The Russian mystic Maria de Naglowska in her treatise The Light of Sex identifies reason with the realm of the satanic, understood to be what denies life and seeks its annihilation. With the advent of the age of reason the overarching goal of attack was superstition and consequently everything outside the material sphere obtained a renewed demonization. In the pre-modern world the witch was something volatile and unpredictable, but with modernity the witch also became a threat against reason. The witch became myth and legend – still its existence nailed the modern scientific dogmas and interests with the fact that they are still to be found.
The witch embodies the perennial in a world of scientific temporality, a manifest of a world greater and more enigmatic than what can be dissected with modern scientific tools. The witch is an arcane remembrance that annoys rational man and his reason. The witch carry the torch of the necromancer and fortune diviner, the spell caster and the horse charmer – as do many other practitioners of the magical art today. The witch however is in a different class altogether because here we find preservation of family and here find the reverence of the wild and untamed natural state of being. The witch became due to impossibility, the merging of the blood of angel and the blood of man – and this impossibility is continued since Cain, Erichto, Medea, Circe, Simon Magus and many nameless ones through mankind’s history encoded in fables, legends and myths.

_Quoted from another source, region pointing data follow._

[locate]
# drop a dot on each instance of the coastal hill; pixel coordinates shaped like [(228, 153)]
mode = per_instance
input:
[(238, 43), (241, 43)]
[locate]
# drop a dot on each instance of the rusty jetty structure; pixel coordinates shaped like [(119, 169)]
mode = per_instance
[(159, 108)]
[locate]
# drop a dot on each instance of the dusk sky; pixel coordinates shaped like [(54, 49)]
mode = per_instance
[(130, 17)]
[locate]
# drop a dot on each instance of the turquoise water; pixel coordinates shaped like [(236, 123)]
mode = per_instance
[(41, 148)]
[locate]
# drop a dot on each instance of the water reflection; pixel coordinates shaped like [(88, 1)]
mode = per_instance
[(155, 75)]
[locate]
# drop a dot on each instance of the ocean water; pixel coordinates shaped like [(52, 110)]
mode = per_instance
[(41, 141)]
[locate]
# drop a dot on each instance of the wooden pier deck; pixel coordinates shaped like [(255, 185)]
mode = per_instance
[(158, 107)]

Andrew Chumbley wrote in the 81st issue of The Cauldron:
“The Old Craft is emerging as a Path possessing a diverse array of aspects, ranging from the practical spell-craft generated at the level of folk-magic - the artes of wort-cunning and animal encharming, through a learned spectrum of magical techniques, reaching in apotheosis to the heights of genuine mysticism.”

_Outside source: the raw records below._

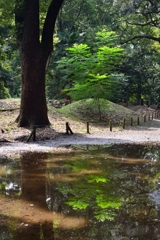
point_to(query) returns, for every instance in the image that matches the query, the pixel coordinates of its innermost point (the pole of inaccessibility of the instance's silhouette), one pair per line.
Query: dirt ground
(14, 140)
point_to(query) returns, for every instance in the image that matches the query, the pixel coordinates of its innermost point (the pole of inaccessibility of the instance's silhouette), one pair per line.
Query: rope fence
(125, 122)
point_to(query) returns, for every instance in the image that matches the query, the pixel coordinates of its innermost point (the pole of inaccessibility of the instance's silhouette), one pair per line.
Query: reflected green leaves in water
(98, 192)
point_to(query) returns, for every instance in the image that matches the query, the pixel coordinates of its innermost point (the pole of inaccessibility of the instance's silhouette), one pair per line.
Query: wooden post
(33, 133)
(110, 125)
(68, 129)
(155, 114)
(88, 127)
(124, 123)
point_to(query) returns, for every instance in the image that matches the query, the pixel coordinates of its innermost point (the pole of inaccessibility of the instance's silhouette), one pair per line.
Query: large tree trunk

It is the diversity that makes it so difficult for men of reason to pinpoint and dissect the nature of the witch as much as it is the diversity along both sides of the path that enables the one witch to recognize the other. For the path is the track of one – but not necessarily in loneliness. The witch is the one from the outside of the here and now, the one who comes with irrational perspectives that makes so much sense – and often gives solace. Many are those who can walk the walk and many are those who can talk the talk, but few are those who can charm the horse or summon a spirit. This reality the modern world has judged a rational impossibility – so it is left to those from the outside of the orderly work, those beings of night to secure the torch of possibility that whispers of a world infinitely more wide and mysterious that what human reason wants it to be. When we come from the outside the distance between the superstant world and the manifest world becomes wide and the contrasts salient. It is here the witch becomes the healer and the wise one – the distance from the outside to the world of cities and dust brings clarity – and for many coming from the outside a twain viper of compassion and misanthropy.
The outside is the origin of the path, the Northern Gateway where the black light shines with such force that shadows are only cast as the witch moves from the outside and into the manifest world of reason. As solitary warriors, journeymen and soothsayers they come from the outside, from the shadows of the world, each and every one in their own track marked by the blood that makes the path unique.